Interestingly, the cemetery at Watts Chapel holds a gravestone that links both Jekyll and Lutyens. Solidly built and elegant, the Portland stone grave, holds a long inscription that goes as follows:

‘To the dear memory of Ellen Brown, born March 28th 1855, buried March 28th 1938 on her 85th birthday.

Dearly loved nanny of Francis, Barbara and Pamela, children of Herbert and Agnes Jekyll.’

Herbert was the brother of Gertrude Jekyll, who himself worked with Lutyens in 1900 on the design of the British Pavilion for the Paris Exposition. His daughters Barbara and Pamela were featured in photographs in many of Gertrude’s horticultural books.

We know that Ellen Brown lived at The Limes on The Street in Compton. She retired there and was looked after by her employer the Jekyll family, who generously rented the detached home for her. She lived there for about 30 years until her death in 1938.

To further add to this wealth of association, through doing this research, and being in touch with a descendant of Pamela Jekyll, we were told that the gravestone was actually designed by Edwin Lutyens as he was a good family friend of the Jekyll’s. So, we have this great connection between Gertrude Jekyll and her family and Edwin Lutyens.

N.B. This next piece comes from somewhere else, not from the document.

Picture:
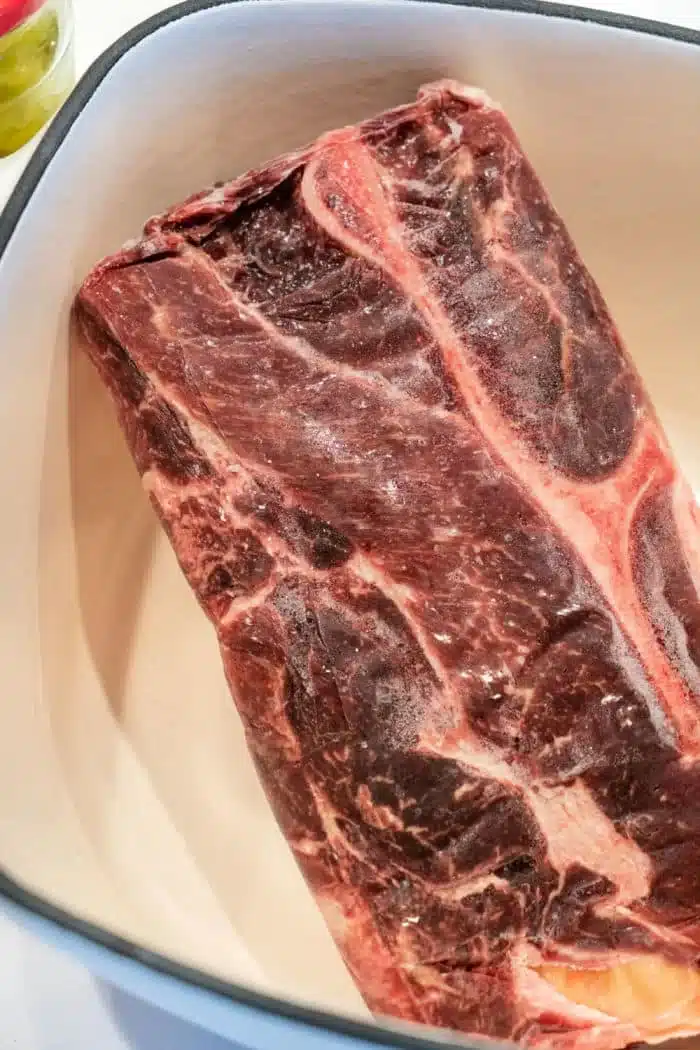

Additionally, there is a really lovely touch on the grave that is quite special. The standard description has been put on the front, but then very unusually there is also a smaller description on the back, which reads:

‘Look for me in the nurseries of heaven.’

A lovely message for a retired nanny who has gone upstairs, so to speak.

Gertrude Jekyll photographed with her household and family, Ellen Brown stands directly behind the seated Jekyll.